Listeyi aldı elimden. Baştan aşağıya tekrar inceledi. Sanki olası ayrılığın hüznü kalkmıştı üzerimizden. Birbirimiz olmadan yaşayamayacağımızı biliyorduk ve bu liste bir kez daha hatırlatmıştı bunu bize. Ayrılık vakti yaklaşmıştı. Uzun uzun sarıldık. Hiç yitirmediğim umudum bir kez daha alevlenmişti ve onun da artık o kadar umutsuz olmadığına emindim.

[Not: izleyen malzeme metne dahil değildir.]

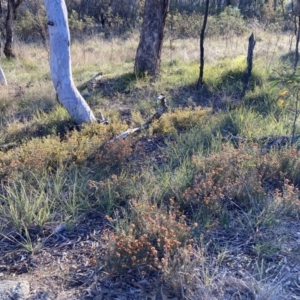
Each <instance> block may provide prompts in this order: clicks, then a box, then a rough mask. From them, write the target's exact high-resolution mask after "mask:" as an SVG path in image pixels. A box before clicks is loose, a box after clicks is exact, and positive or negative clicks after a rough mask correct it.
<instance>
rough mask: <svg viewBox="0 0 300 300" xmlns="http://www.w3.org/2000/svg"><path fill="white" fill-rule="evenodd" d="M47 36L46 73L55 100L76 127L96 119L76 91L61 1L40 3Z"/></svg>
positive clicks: (79, 94) (69, 41) (66, 25)
mask: <svg viewBox="0 0 300 300" xmlns="http://www.w3.org/2000/svg"><path fill="white" fill-rule="evenodd" d="M44 3H45V8H46V13H47V19H48V22H47V24H48V28H49V36H50V69H51V76H52V81H53V85H54V88H55V90H56V93H57V95H58V99H59V100H60V102H61V103H62V105H63V106H64V107H65V108H66V109H67V111H68V113H69V114H70V116H71V118H72V119H74V121H75V122H77V123H78V124H82V123H86V122H95V121H96V118H95V116H94V114H93V112H92V110H91V109H90V107H89V106H88V104H87V103H86V101H85V100H84V99H83V97H82V96H81V95H80V93H79V91H78V90H77V88H76V86H75V84H74V82H73V78H72V68H71V51H70V31H69V24H68V13H67V7H66V4H65V1H64V0H44Z"/></svg>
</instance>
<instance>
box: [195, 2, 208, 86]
mask: <svg viewBox="0 0 300 300" xmlns="http://www.w3.org/2000/svg"><path fill="white" fill-rule="evenodd" d="M208 8H209V0H206V1H205V13H204V19H203V24H202V28H201V32H200V73H199V79H198V82H197V88H199V87H200V86H202V85H203V84H204V81H203V73H204V38H205V29H206V24H207V18H208Z"/></svg>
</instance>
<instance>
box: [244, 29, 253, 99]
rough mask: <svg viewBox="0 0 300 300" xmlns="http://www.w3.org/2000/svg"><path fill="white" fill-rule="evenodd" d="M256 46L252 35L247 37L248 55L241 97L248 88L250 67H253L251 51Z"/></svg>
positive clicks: (244, 92) (251, 52) (249, 77)
mask: <svg viewBox="0 0 300 300" xmlns="http://www.w3.org/2000/svg"><path fill="white" fill-rule="evenodd" d="M255 44H256V40H255V38H254V34H253V33H252V34H251V35H250V37H249V43H248V54H247V71H246V73H245V76H244V84H243V91H242V97H244V96H245V93H246V90H247V88H248V84H249V79H250V77H251V73H252V66H253V51H254V47H255Z"/></svg>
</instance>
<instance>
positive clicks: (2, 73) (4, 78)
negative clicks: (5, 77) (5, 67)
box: [0, 66, 7, 85]
mask: <svg viewBox="0 0 300 300" xmlns="http://www.w3.org/2000/svg"><path fill="white" fill-rule="evenodd" d="M0 83H1V84H3V85H7V81H6V78H5V75H4V72H3V70H2V68H1V66H0Z"/></svg>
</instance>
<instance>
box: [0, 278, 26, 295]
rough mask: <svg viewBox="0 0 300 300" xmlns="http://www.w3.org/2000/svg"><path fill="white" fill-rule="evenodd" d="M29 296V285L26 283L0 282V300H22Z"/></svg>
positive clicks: (15, 281) (25, 282) (12, 281)
mask: <svg viewBox="0 0 300 300" xmlns="http://www.w3.org/2000/svg"><path fill="white" fill-rule="evenodd" d="M28 296H29V283H28V282H27V281H13V280H2V281H0V299H1V300H11V299H14V300H24V299H26V298H27V297H28Z"/></svg>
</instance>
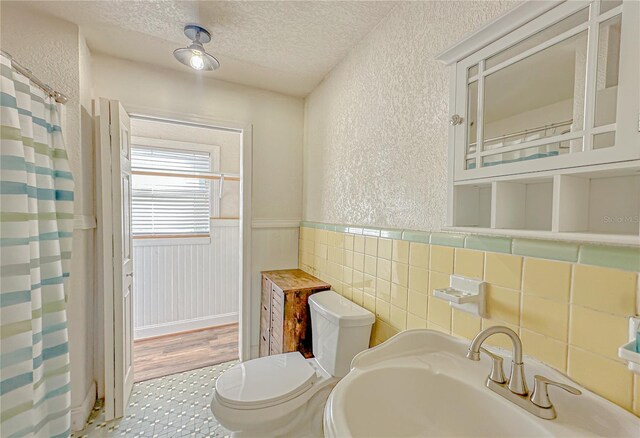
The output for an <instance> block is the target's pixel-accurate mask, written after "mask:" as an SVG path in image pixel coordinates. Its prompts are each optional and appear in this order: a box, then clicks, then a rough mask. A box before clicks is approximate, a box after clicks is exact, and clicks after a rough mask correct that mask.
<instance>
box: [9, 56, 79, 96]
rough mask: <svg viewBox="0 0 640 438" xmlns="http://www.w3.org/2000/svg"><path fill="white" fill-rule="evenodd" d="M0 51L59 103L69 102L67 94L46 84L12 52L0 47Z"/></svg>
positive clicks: (31, 81)
mask: <svg viewBox="0 0 640 438" xmlns="http://www.w3.org/2000/svg"><path fill="white" fill-rule="evenodd" d="M0 52H2V54H3V55H4V56H6V57H7V58H9V60H10V61H11V65H12V66H13V68H15V69H16V71H17V72H18V73H20V74H23V75H25V76H26V77H27V78H29V80H30V81H31V82H33V83H34V84H35V85H37V86H38V87H40V88H41V89H42V90H43V91H44V92H45V93H47V94H48V95H49V96H51V97H53V98H54V99H55V101H56V102H58V103H62V104H65V103H67V100H69V99H68V98H67V96H65V95H64V94H62V93H60V92H59V91H56V90H54V89H53V88H51V87H50V86H48V85H47V84H45V83H44V82H42V81H41V80H40V79H38V78H37V77H36V76H35V75H34V74H33V72H31V70H29V69H28V68H26V67H24V66H23V65H21V64H20V63H19V62H18V61H16V60H15V59H13V56H11V54H10V53H7V52H5V51H4V50H2V49H0Z"/></svg>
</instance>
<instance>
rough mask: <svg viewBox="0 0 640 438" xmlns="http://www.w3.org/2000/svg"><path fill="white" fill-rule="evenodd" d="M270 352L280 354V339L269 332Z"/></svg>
mask: <svg viewBox="0 0 640 438" xmlns="http://www.w3.org/2000/svg"><path fill="white" fill-rule="evenodd" d="M269 353H270V354H280V353H282V339H278V338H275V337H274V336H273V334H271V346H270V348H269Z"/></svg>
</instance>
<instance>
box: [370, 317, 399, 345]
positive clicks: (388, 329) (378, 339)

Tam ayrılırken elimi tuttu, gitmek istemiyordu, ben de istemiyordum. Ama gitmek zorundaydı. Son bir kez öpmek için kendime çektim ve öptüm. Az önceki umut dolu liste sayesinde üzerime çöken karabasan bir anda kalkmış, veda yerini benim için yeni bir başlangıca bırakmıştı. Zaten böylesi bir sevdanın ufacık bir elveda ile bitmesi düşünülemezdi.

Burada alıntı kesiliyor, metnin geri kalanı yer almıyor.